Cornelis M. van Tilburg, Department of Paediatric Haematology/Oncology, University Medical Center Utrecht, Room number KC.03·063·0, P.O. Box 85090, 3508 AB Utrecht, The Netherlands. E-mail: email@example.com
Modern intensive chemotherapy for childhood haematological malignancies has led to high cure rates, but has detrimental effects on the immune system. There is little knowledge concerning long-term recovery of the adaptive immune system. Here we studied the long-term reconstitution of the adaptive immune system in 31 children treated for haematological malignancies between July 2000 and October 2006. We performed detailed phenotypical and functional analyses of the various B and T cell subpopulations until 5 years after chemotherapy. We show that recovery of newly-developed transitional B cells and naive B and T cells occurred rapidly, within months, whereas recovery of the different memory B and T cell subpopulations was slower and incomplete, even after 5 years post-chemotherapy.
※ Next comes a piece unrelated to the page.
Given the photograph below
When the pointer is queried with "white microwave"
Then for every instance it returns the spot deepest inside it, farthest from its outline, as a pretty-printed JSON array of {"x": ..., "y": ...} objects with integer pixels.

The speed of B and T cell recovery was age-independent, despite a significant contribution of the thymus to T cell recovery. Plasmablast B cell levels remained above normal and immunoglobulin levels normalised within 1 week. Functional T cell responses were normal, even within the first year post-chemotherapy. This study shows that after intensive chemotherapy for haematological malignancies in children, numbers of several memory B and T cell subpopulations were decreased on the long term, while functional T cell responses were not compromised.
Modern intensive chemotherapy for childhood haematological malignancies has led to cure rates approaching 90% (Pui et al, 2009; Veerman et al, 2009), and is accompanied by extensive damage to the immune system (Lehrnbecher et al, 2008; Eyrich et al, 2009) and infectious morbidity during chemotherapy (Te Poele et al, 2007; van Tilburg et al, in press). It is important that immune reconstitution is accomplished rapidly following cessation of chemotherapy. However, it is largely unknown to what extent the cellular and humoral immune system recover after the currently-used more intensive chemotherapy regimens, especially in the long run.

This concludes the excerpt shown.